今回、改めて諸星作品に触れてみて思ったのは、絵はヘタではないということ。それどころか普通に上手いよな。
表現と言う意味では、まったく過不足なく表現されてるように思う。この作品には、この絵しかないと思わせるものもあって、単純にデッサンの良し悪しでは測れない。(そのデッサンがヘタではないとも思うのだが)
それと、クリーチャーのデザインが土偶が元とはいえ、見たことがないイメージで正直ショッキング。
あと、セリフが上手いですね。無駄がない上、言い回しが適切。こういう作品傾向だと、説明につぐ説明でセリフが溢れ返っちゃって、いわゆる説明ゼリフに終始しがちだけど。ぜんぜん作品を壊してないのはさすがの構成力。

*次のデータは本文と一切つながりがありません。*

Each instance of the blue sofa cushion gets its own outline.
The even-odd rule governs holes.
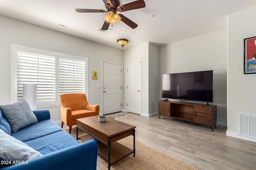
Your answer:
[[[0,157],[10,161],[26,161],[42,156],[35,150],[14,137],[0,129]]]
[[[47,119],[12,132],[11,135],[16,139],[26,142],[63,130],[52,119]]]
[[[80,144],[71,135],[64,131],[25,143],[43,155]]]
[[[0,129],[8,135],[10,135],[12,130],[8,121],[3,116],[0,109]]]
[[[25,101],[0,105],[0,109],[13,132],[38,122],[29,105]]]

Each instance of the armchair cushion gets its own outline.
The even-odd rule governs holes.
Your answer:
[[[25,101],[0,105],[0,109],[13,132],[38,122],[29,105]]]
[[[26,161],[42,155],[25,143],[0,129],[0,157],[12,162]]]
[[[77,110],[72,111],[72,120],[76,120],[76,119],[92,116],[95,115],[95,112],[87,110]]]

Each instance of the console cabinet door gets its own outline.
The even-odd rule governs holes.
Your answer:
[[[194,121],[212,126],[212,107],[195,106]]]
[[[158,102],[158,115],[170,117],[170,104],[168,102]]]

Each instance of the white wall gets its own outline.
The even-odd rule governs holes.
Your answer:
[[[228,16],[227,135],[240,138],[238,113],[256,115],[256,74],[244,74],[244,39],[256,36],[255,21],[256,6]]]
[[[150,43],[146,43],[124,50],[124,70],[127,64],[142,62],[142,111],[141,115],[150,117],[158,114],[159,96],[159,49]],[[124,84],[127,86],[127,75],[124,73]],[[124,90],[124,110],[127,111],[127,89]]]
[[[148,85],[149,116],[158,114],[159,96],[159,47],[149,44]]]
[[[217,124],[226,126],[227,50],[227,29],[224,29],[161,46],[160,52],[160,76],[213,70],[213,104],[217,106]],[[161,95],[160,93],[162,100]]]
[[[97,88],[97,85],[102,84],[102,61],[123,63],[122,50],[1,15],[0,23],[0,104],[11,102],[11,45],[13,44],[88,57],[88,102],[99,104],[100,112],[102,89]],[[92,70],[98,71],[98,80],[92,80]],[[52,119],[60,120],[59,107],[47,108]]]

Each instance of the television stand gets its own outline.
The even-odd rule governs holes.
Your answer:
[[[196,123],[196,125],[212,126],[217,123],[217,106],[169,101],[158,102],[158,115]]]

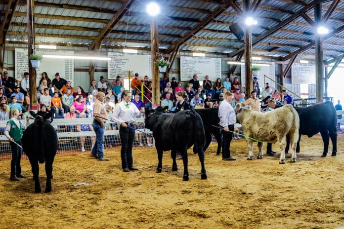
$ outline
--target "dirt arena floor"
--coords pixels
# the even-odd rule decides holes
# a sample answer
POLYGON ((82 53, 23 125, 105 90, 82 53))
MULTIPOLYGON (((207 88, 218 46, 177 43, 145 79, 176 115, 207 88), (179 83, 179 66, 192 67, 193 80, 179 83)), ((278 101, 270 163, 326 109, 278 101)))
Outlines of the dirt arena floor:
MULTIPOLYGON (((201 180, 197 155, 189 153, 190 180, 183 166, 171 171, 169 152, 156 174, 155 150, 135 150, 138 171, 122 172, 119 152, 107 150, 110 161, 86 154, 58 156, 53 191, 34 193, 28 178, 9 180, 10 161, 0 161, 1 229, 334 229, 344 226, 344 134, 337 156, 323 158, 320 136, 303 136, 295 163, 279 156, 246 159, 243 141, 231 147, 236 161, 206 153, 208 179, 201 180)), ((274 146, 273 149, 276 148, 274 146)), ((332 150, 330 150, 332 151, 332 150)), ((255 148, 255 158, 257 155, 255 148)), ((45 188, 44 166, 40 178, 45 188)))

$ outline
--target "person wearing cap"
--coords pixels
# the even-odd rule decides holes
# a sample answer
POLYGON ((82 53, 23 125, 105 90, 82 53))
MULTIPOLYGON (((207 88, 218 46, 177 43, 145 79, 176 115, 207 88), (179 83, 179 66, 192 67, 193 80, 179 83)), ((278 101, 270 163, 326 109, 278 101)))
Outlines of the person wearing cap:
POLYGON ((260 94, 260 88, 259 87, 258 78, 257 76, 253 77, 253 90, 256 91, 257 98, 259 99, 259 95, 260 94))
POLYGON ((3 72, 3 79, 2 85, 6 89, 7 98, 9 98, 13 93, 14 90, 14 86, 16 84, 18 86, 19 85, 19 81, 18 79, 15 79, 13 77, 8 76, 8 73, 5 71, 3 72))
POLYGON ((178 82, 177 82, 177 79, 176 79, 174 76, 172 77, 171 80, 171 88, 172 88, 172 90, 174 91, 174 88, 175 88, 177 85, 178 82))
POLYGON ((141 83, 141 80, 138 78, 138 73, 135 73, 134 78, 131 80, 131 82, 130 83, 130 87, 131 88, 131 94, 133 95, 136 95, 137 92, 139 92, 139 94, 141 94, 141 91, 140 91, 141 83))
POLYGON ((106 84, 106 81, 104 77, 102 76, 100 76, 99 81, 98 82, 98 84, 97 84, 97 88, 98 88, 98 91, 101 91, 103 92, 105 95, 107 92, 107 85, 106 84))
POLYGON ((236 122, 235 112, 231 105, 233 94, 227 92, 224 99, 218 108, 218 117, 222 129, 222 160, 235 160, 230 155, 230 142, 233 137, 234 123, 236 122))
POLYGON ((67 81, 63 78, 61 78, 58 73, 56 73, 55 74, 55 78, 52 80, 52 84, 55 89, 55 91, 58 93, 59 95, 62 95, 62 94, 60 93, 60 90, 66 84, 67 81))
POLYGON ((197 89, 200 87, 200 81, 198 80, 198 76, 197 74, 194 74, 192 78, 189 81, 189 83, 192 83, 194 90, 195 90, 195 91, 197 91, 197 89))
POLYGON ((115 108, 111 120, 120 125, 121 159, 123 172, 138 170, 133 167, 132 146, 135 140, 135 121, 141 117, 144 113, 144 108, 139 111, 137 107, 130 102, 131 93, 130 91, 123 91, 123 100, 115 108))
POLYGON ((24 73, 24 78, 20 80, 20 92, 26 95, 26 93, 30 89, 29 73, 24 73))

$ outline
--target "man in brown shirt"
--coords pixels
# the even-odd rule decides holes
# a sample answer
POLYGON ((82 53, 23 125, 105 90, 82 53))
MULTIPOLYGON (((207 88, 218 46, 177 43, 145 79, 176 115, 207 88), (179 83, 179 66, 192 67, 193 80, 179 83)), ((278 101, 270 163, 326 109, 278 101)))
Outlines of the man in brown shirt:
POLYGON ((105 97, 105 94, 104 92, 101 91, 98 92, 96 96, 97 99, 95 100, 94 104, 93 104, 93 114, 94 118, 92 125, 95 132, 95 143, 91 152, 91 156, 97 158, 99 160, 103 161, 110 160, 110 159, 104 157, 103 151, 105 120, 107 117, 106 111, 103 106, 103 101, 105 97))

作品自体が、内容の割りに短いんで、武の家族の話や、菊池彦の日常なんかが加われば、そのまま大作映画にもなるな、と思ったら、そんなことしなくてもアニメになってるんですね。賛否はあるようですが、原作に忠実なアニメ化のようです。
あと、史実かフィクションか、という疑問を少し調べてみたら、施餓鬼寺と磨崖仏は無いんですね、やっぱり。
あらすじ書くの忘れてしまいましたが、内容知らない、という人で、読んでみたいと思った方は、知らないまま読んでみてください。その方が純粋に驚けるでしょう。
自分は、すでに特集本で絵を数点と内容をあらかた知ってしまっていたので、インパクトは半減でしたから。(それでも凄いなとは思いましたけどね)
それにしても、凄い才能だよな。
仮に同じ資料を読んでいたとしても、見ている世界が他の作家とはまるで違う。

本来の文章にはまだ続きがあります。